Rutgers University is a mess.
First, their basketball coach Mike Rice was fired for verbally abusing players. To replace Rice, they hired Eddie Jordan, who said he had a degree but never actually graduated. More disturbing, and hard to believe, is that the purported degree was from Rutgers University.
Following the fallout from the coaching abuse scandal, Rutgers hired Julie Hermann as the new athletic director, who turns out to have a history of misconduct and is at the center of a sex discrimination lawsuit from 2008. In hiring Hermann, Rutgers reportedly conducted a “thorough background check conducted by one of the world’s leading private security firms.”
Yesterday, news was released that Parker Executive Search was the firm hired to find Rutgers a new athletic director and provide other support with the hiring process, which included conducting a background investigation.
Most people are asking: How could they have missed all this?
It’s an excellent question, one that can’t fully be answered at this point, but this whole process has taught us a couple of valuable lessons about background investigations.
An executive search firm should NEVER be responsible for conducting a background investigation!
First, they are an executive search firm, not a background investigation firm. You wouldn’t hire a lawyer to do your taxes, especially if the lawyer’s fees are directly related to how much money you get back on your tax return.
Second, by nature, an executive search firm has absolutely no motivation to conduct an in-depth background investigation. Why would they? To dig up dirt on their own candidate whom they spent all this time looking for? It’s a complete clash between the university’s interests and their own.
Even if a search firm hires one of the “world’s leading private security firms” to conduct the background investigation, they have no motivation to dig deep and find the stuff they need to protect their clients. They are interested in protecting themselves.
If you hire a candidate for a very public position that pays $450,000 per year and you are coming off a very public scandal, splurge on a background investigation!
Rutgers paid Parker Executive Search $70,000, which included finding the candidate, providing other services and conducting the background investigation. USA Today and numerous other news outlets ran an outrageously false headline suggesting that Parker paid $70,000 for a background check. They didn’t, I promise you. They were paid a total of $70,000, a portion of which was used for a background investigation.
Pictured above: The “background investigation” outlined in the engagement letter between Parker Executive Search to Rutgers University.
Based on what they described in the engagement letter (see above), the portion set aside for the background investigation was probably no more than a few hundred dollars (not including the reference checks).

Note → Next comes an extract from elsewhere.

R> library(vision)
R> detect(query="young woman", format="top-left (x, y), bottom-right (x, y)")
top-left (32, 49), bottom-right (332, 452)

In fairness, based on some recently reports, it looks like they went a bit deeper, but the so-called “background investigation” that they describe here is nothing short of a joke.
McDonald’s candidates get a more thorough background check.
Dear employers: Stop checking the box with those background investigations.
Background checks are one of those “check the box” things that employers do. Something to put in the file. It’s not until things like this happen that they really start looking into the process a bit more deeply. The same thing happened when the CEO of Yahoo was found to never have earned a degree.
Granted, not every candidate needs a thorough, in-depth background check, but for executive hires, C-level hires, public positions, board members or companies coming off a major scandal, don’t get a “check the box” background check for the file.
This kind of background investigation is good for the circular file, but that’s about it. Get a real background investigation done.
Oh yeah … don’t count on the executive search firm to do it (properly, at least).
Not all background investigations are created equal.
Parker’s “background investigation” included “criminal, credit and motor vehicle investigations”; confirmation of candidates’ degrees; reviewing derogatory media; and checking the NCAA for infractions, in addition to some reference checks. Oh yeah … they were supposed to have the candidate sign a statement that their bio was accurate (another sick joke).
We’ve talked about this in a previous post, but the terms “background check” and “background investigation” get thrown around quite a bit. As far as I’m concerned, the so-called background investigation that Parker Executive Search promised in the engagement letter for Rutgers is a joke, especially given the level of the position and the scrutiny that Rutgers had already been under. A lot more can and should be done.
Background investigations will go as far as you want them to go.
A background investigation can be whatever you want it to be. You might consider a Google search to be a background check (it’s not). Or a criminal record search in the county where a candidate lives (sort of a background check). You can go as far as you want and call it whatever you want.
The fact is, it’s impossible to dig up everything, but at the end of the day, you get what you pay for. A background investigation firm may recommend conducting a $20,000 investigation, which in this case would not have been outrageous.
Rutgers, I am sure, would have balked.
Now, Rutgers is paying for what they got … in spades.